An enhancement, Differential GPS, has become the standard for harbor navigation in many countries.
The years since the Clinton directive have seen an explosion in geographic information system (GIS) software, mapping the shipping routes and opening the way for autonomous surface vehicles.
The Rise of LNG as a Maritime Fuel
In the new century/millennium, there are new turning points brewing, perhaps the most consequential of which is the rise of liquefied natural gas as a marine fuel, and with it the rise of the accompanying infrastructure.
As of November 2017 there were 117 vessels on the seas burning LNG. That was a disappointingly small number by the standards of some earlier rosy scenarios. Still, there was also a confirmed order book of 111 vessels, so the fleet is in the process of doubling.
There are 60 supply locations worldwide, and that number is about to increase by nearly half (that is, a further 28 are in development).

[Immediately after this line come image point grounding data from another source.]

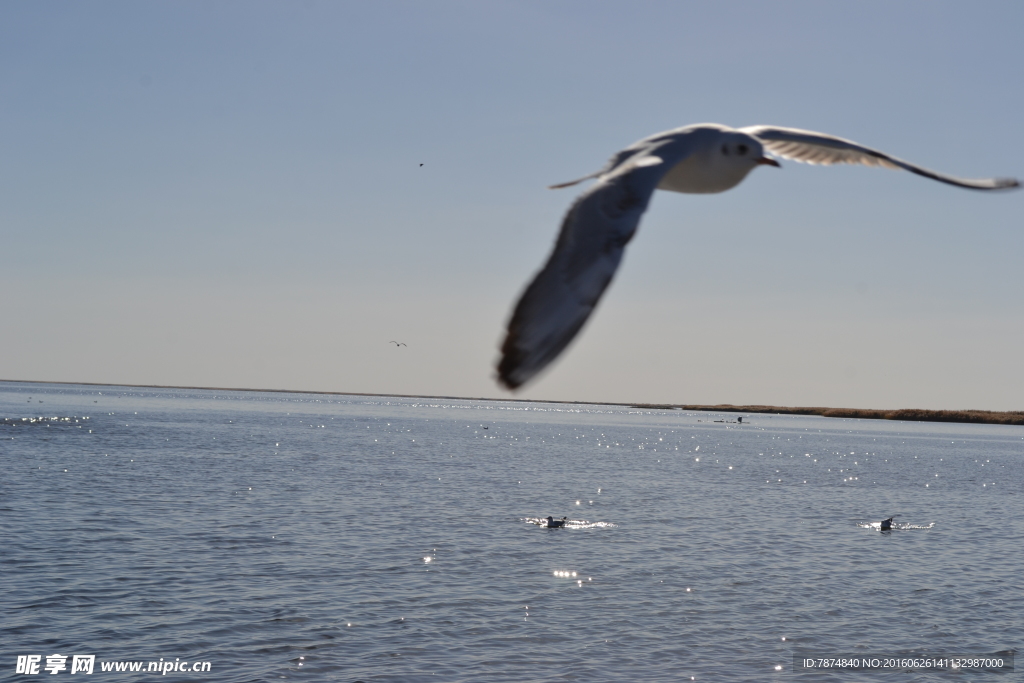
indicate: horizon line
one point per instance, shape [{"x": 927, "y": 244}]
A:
[{"x": 909, "y": 415}]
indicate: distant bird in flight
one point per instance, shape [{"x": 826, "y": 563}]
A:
[{"x": 698, "y": 159}]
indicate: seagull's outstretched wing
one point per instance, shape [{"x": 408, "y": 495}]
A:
[
  {"x": 811, "y": 147},
  {"x": 594, "y": 235}
]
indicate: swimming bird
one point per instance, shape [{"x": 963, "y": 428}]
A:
[{"x": 697, "y": 159}]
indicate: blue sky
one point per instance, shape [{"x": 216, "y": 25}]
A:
[{"x": 229, "y": 194}]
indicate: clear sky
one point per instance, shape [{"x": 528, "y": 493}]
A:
[{"x": 230, "y": 194}]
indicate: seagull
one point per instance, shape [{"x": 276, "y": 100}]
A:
[{"x": 697, "y": 159}]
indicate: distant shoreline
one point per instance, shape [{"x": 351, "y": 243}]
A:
[{"x": 906, "y": 414}]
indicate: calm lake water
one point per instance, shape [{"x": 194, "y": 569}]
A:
[{"x": 306, "y": 537}]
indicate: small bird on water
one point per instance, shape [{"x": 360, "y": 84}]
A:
[{"x": 697, "y": 159}]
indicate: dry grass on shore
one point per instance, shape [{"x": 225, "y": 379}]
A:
[{"x": 908, "y": 414}]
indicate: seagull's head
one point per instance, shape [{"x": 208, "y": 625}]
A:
[
  {"x": 722, "y": 159},
  {"x": 741, "y": 152}
]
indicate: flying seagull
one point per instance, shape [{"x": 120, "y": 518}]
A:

ENN, Statoil, Total, and Shell have all announced plans for new LNG bunker vessels.
There are also government backed initiatives underway to advance this industry in China, Japan, and Korea. Not coincidentally, each of those countries has set itself an ambitious national target for the reduction of greenhouse gases.
The Society for Gas as a Marine Fuel, a non-governmental entity that works to ensure safe and responsible use of LNG, believes the industry is at an inflection point. Its general manager, Mark Bell, has predicted that “the next five to seven years” will be a break-out period, making of LNG a mainstream option.
If LNG really is the next big turning point in the maritime industry, it may open now unexpected doors. Technologically, it is a short step from LNG to biomethane, (methane from decaying organic matter), a renewable gas now produced only in small quantities.